Active Matter as a framework for living systems-inspired Robophysics
Giulia Janzen, Gaia Maselli, Juan F. Jimenez, Lia Garcia-Perez, D A Matoz Fernandez, Chantal Valeriani
TL;DR
This paper surveys how robophysics can be grounded in active-matter physics to understand and design living-system-inspired robotic collectives. It analyzes single-robot locomotion and the challenges of swarm-scale coordination, emphasizing local interaction rules, communication constraints, and scalable testing platforms. The authors argue that active matter provides the minimal ingredients for life-like collective motion, and advocate integrating perception, adaptability, and goal-directed behavior through machine learning and reinforcement learning to realize purposeful swarms.

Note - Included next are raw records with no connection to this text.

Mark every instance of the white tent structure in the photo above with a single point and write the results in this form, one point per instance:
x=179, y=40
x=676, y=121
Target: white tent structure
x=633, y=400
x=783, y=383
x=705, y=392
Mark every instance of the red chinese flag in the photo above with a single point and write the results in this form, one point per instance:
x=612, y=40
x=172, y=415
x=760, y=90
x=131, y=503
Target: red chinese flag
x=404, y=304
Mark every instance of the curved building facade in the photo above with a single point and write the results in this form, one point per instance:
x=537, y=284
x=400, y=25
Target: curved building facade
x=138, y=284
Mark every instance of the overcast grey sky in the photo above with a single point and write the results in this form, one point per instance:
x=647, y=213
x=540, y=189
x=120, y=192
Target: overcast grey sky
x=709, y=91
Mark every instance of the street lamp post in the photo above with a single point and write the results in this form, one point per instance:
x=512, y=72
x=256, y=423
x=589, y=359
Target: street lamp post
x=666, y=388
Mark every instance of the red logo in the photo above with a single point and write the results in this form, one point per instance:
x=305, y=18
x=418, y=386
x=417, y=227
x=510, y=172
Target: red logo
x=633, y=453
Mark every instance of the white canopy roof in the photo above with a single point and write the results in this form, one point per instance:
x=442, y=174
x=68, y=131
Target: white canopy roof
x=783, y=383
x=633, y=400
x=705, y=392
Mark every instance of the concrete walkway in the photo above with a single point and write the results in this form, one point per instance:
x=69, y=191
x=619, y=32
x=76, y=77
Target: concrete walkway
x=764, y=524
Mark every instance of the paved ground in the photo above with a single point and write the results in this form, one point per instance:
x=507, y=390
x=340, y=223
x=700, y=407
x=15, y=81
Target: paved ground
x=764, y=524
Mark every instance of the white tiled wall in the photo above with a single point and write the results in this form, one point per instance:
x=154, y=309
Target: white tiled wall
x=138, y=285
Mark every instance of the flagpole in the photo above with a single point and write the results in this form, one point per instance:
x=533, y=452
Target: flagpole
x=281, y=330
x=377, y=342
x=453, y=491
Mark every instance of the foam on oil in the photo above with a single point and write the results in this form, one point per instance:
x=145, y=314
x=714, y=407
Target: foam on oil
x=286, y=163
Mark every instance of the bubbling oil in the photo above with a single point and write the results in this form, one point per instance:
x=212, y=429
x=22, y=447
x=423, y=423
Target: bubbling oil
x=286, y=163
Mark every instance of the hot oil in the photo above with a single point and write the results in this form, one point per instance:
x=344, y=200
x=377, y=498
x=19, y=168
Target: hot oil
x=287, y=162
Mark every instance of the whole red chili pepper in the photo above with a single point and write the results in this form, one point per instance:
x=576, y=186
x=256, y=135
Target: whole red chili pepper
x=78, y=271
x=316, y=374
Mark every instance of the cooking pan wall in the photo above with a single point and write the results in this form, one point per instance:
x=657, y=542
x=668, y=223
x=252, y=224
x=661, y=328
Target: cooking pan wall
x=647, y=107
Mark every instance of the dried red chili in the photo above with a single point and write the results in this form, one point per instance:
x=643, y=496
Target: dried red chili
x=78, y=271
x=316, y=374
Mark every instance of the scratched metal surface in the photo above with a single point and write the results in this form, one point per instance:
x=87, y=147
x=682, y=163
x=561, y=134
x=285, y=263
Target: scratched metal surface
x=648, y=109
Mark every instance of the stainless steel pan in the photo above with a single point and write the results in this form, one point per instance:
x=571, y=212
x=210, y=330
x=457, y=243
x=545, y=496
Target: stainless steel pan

The work highlights the need for interdisciplinary collaboration across physics, robotics, and computer science to move from locomotion to programmable, energy-aware swarms capable of robust performance in complex environments.
Abstract
Robophysics investigates the physical principles that govern living-like robots operating in complex, realworld environments. Despite remarkable technological advances, robots continue to face fundamental efficiency limitations. At the level of individual units, locomotion remains a challenge, while at the collective level, robot swarms struggle to achieve shared purpose, coordination, communication, and cost efficiency. This perspective article examines the key challenges faced by bio-inspired robotic collectives and highlights recent research efforts that incorporate principles from active-matter physics and biology into the modeling and design of robot swarms.